Now 'designer babies' with high IQ advocated

Picture used for illustrative purposes only. (GETTY IMAGES)

An Australian ethicist has advocated genetically screening embryos to create superior "designer babies" with higher IQs.

Melbourne's Julian Salvulescu, now Oxford's practical ethics professor, said there is a "moral obligation" to use IVF to choose the smartest embryos, even if that maintains or increases social inequality.

Experts have criticized the Gattaca-style idea, saying the money involved could be better spent improving quality of life in Africa.

They have also warned that IQ screening could result in unintended results.

But Salvulescu said there is a moral obligation to create a smarter society, thereby dramatically reducing welfare dependency, the number of school dropouts, the crowding of jails and the extent of poverty.

"There are other ethical principles which should govern reproduction, such as the public interest," Salvulescu said.

"Even if an individual might have a stunningly good life as a psychopath, there might be reasons based on the public interest not to bring that individual into existence.
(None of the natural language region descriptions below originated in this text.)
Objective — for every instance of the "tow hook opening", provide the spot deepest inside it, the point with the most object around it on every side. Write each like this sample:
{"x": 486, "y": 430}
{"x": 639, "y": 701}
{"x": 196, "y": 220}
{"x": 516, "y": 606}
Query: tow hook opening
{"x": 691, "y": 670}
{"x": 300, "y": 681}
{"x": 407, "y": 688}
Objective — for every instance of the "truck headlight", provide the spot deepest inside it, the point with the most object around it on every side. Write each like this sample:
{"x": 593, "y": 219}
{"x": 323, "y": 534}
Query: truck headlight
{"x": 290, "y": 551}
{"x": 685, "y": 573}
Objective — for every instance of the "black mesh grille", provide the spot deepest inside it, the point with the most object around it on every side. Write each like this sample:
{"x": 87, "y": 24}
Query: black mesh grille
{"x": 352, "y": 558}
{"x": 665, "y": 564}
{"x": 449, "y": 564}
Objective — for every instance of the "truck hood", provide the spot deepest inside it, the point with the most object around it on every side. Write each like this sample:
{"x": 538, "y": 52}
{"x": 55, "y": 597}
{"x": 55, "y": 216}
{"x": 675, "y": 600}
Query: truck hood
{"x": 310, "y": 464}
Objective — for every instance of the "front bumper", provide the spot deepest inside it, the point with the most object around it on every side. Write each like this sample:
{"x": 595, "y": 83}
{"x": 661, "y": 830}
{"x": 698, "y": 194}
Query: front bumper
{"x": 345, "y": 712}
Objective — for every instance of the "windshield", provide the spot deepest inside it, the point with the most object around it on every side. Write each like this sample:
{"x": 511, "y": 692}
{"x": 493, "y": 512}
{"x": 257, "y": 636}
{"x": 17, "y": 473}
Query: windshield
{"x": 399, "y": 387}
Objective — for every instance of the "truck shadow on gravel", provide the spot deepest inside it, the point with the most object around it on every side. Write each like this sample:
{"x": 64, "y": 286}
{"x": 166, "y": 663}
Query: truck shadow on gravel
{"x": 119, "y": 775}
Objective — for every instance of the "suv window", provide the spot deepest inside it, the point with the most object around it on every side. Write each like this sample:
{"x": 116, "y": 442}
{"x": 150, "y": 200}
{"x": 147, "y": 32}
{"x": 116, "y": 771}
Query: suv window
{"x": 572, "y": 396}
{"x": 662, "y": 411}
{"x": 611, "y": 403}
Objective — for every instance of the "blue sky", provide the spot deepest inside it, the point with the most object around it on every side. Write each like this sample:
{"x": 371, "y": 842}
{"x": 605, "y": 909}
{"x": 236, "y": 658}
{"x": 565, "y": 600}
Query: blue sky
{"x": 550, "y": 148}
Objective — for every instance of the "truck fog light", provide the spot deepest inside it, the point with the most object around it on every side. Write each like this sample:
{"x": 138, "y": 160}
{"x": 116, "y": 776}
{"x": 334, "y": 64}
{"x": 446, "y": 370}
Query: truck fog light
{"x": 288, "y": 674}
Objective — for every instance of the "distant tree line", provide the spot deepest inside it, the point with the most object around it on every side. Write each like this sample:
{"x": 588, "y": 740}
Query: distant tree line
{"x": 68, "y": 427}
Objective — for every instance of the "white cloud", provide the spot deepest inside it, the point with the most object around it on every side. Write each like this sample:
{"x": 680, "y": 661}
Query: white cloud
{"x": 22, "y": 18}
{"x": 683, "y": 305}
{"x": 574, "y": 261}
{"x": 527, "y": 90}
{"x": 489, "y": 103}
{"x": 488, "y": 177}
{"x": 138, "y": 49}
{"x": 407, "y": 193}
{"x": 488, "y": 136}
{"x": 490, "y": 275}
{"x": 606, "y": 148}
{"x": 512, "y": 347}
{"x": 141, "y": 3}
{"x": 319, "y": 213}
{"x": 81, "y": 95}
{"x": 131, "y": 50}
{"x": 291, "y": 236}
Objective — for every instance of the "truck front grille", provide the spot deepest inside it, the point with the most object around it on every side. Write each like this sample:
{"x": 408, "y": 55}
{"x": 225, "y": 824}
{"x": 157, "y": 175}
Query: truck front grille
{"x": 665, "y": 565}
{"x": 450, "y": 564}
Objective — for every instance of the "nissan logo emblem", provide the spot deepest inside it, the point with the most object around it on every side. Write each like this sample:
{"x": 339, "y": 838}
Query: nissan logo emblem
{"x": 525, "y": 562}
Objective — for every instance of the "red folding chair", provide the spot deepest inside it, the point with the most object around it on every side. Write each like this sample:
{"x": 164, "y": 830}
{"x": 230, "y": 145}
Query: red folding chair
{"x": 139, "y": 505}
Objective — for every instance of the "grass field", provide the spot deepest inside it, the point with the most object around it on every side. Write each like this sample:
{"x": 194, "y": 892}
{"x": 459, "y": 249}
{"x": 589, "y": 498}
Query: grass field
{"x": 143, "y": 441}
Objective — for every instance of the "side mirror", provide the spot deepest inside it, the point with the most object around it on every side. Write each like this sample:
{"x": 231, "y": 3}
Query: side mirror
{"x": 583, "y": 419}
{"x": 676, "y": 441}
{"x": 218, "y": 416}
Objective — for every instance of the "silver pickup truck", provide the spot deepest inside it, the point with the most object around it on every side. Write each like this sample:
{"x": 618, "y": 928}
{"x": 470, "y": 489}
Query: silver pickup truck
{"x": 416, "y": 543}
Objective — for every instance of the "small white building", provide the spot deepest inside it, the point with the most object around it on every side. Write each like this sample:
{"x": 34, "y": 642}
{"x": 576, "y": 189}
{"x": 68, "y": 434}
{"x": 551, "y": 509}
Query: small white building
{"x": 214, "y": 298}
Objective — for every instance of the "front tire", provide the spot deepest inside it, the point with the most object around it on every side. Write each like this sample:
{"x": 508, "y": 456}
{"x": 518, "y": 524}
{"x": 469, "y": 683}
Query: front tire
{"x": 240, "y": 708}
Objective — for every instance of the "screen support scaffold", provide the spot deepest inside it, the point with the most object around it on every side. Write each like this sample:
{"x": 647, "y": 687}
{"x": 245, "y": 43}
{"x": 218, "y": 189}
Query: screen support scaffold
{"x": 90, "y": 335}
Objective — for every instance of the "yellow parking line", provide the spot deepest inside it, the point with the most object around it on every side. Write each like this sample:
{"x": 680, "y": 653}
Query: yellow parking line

"My own view is that the economic and social benefits of higher cognition are reasons in favor of selection, but secondary to the benefits to the individual."

His comments follow economic modeling in a research paper by Oxford University ethicists Andres Sandberg and Nick Bostrom, showing that if overall IQs were raised by three percent, poverty rates and the number of males in jail would both drop by 25 percent and welfare dependence by 18 percent.

Prof Neil Levy, head of neuroethics at Florey Neuroscience Institute and a neuroethicist and deputy research director of the Oxford Centre for Neuroethics, said investing in designer embryos would be "an enormous waste of money."

"My view is this is essentially a distraction," he said. "Why spend all that money when we could be doing so much with that money to increase the IQs and life spans of babies in sub-Saharan Africa?

"The pay-off in terms of raising quality of life for many people would be much greater than you'd get from concentrating on just a few."